Apparently Joseph’s intention was to return to Bethlehem. He may have thought that Nazareth would scarcely satisfy the angel’s injunction to go to the ‘Land of Israel,’ or that David’s city was the right home for David’s heir. At all events, his perplexity appeals to Heaven for direction; and, for the fourth time, his course is marked for him by a dream, whether through the instrumentality of the angel who knew the way to his couch so well, we are not told, Archelaus, Herod’s son, who had received Judæ¡ on the partition at his father’s death, was a smaller Herod, as cruel and less able.
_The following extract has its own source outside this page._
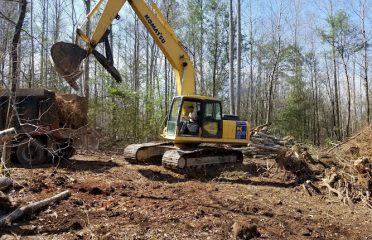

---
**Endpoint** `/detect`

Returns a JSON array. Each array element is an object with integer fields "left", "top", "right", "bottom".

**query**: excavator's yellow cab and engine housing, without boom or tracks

[{"left": 164, "top": 95, "right": 250, "bottom": 145}]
There was more security in the obscurity of Nazareth, under the less sanguinary sway of Antipas, whose share of his father’s vices was his lust, rather than his ferocity. So, after so many wanderings, and with such strange new experience and thoughts, the silent, steadfast Joseph and the meek mother bring back their mysterious charge and secret to the humble old home. Matthew does not seem to have known that it had formerly been their home, but his account is no contradiction of Luke’s.
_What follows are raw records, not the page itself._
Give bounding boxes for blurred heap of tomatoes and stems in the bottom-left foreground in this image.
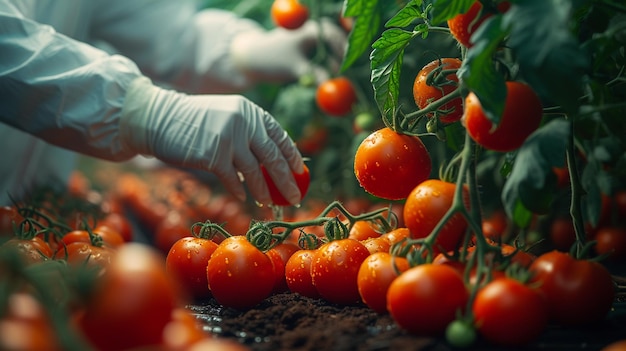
[0,176,255,351]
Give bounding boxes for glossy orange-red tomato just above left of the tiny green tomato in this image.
[387,264,469,336]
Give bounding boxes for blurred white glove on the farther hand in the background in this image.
[231,19,347,83]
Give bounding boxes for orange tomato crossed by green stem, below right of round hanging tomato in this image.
[404,179,469,252]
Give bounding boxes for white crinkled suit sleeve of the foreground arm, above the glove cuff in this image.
[0,2,141,161]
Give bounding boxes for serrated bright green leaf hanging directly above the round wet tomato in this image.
[370,28,414,125]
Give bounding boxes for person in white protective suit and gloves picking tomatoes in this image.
[0,0,343,204]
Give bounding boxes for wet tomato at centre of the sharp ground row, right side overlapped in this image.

Again he is reminded of a prophecy, or perhaps, rather, of many prophecies, for he uses the plural ‘prophets,’ as if he were summing up the tenor of more than one utterance. The words which he gives are not found in any prophet. But we know that to call a man ‘a Nazarene’ was the same thing as to call him lowly and despised. The scoff of the Pharisee to Nicodemus’s timid appeal on Christ’s behalf, and the guileless Nathaniel’s quest ion, show that. The fact that Christ by His residence in Nazareth became known as the ‘Nazarene,’ and so shared in the contempt attaching to all Galileans, and especially to the inhabitants of that village, is a kind of concentration of all the obscurity and ignominy of His lot. The name was nailed over His head on the cross as a scornful reductio ad absurdum of His claims to be King of Israel This explanation of the evangelist’s meaning does not exclude a reference in his mind to the prophecy in Isaiah xi. 1, where Messiah is called ‘a branch’ or more properly, ‘a shoot’ for which the Hebrew word is netzer. The name Nazareth is probably etymologically connected with that word, and may have been given to the little village contemptuously to express its insignificance. The meaning of the prophecy is that the offspring of David, who should come when the Davidic house was in the lowest depths of obscurity, like a tree of which only the stump is left, should not appear in royal pomp, or in a lofty condition, but as insignificant, feeble, and of no account. Such prophecy was fulfilled in the very fact that He was all His life known as ‘of Nazareth’ and the verbal assonance between that name, ‘the shoot’ and the word ‘Nazarene’ is a finger-post pointing to the meaning of the place of abode chosen for Him. The mere fact of residence there, and the consequent contempt, do not exhaust the prophecies to which reference is made. These might have been fulfilled without such a literal and external fulfilment. But it serves, like the literal riding upon an ass, and many other instances in Christ’s life, to lead dull apprehensions to perceive more plainly that He is the theme of all prophecy, and that in His life the trivial is significant and nothing is accidental.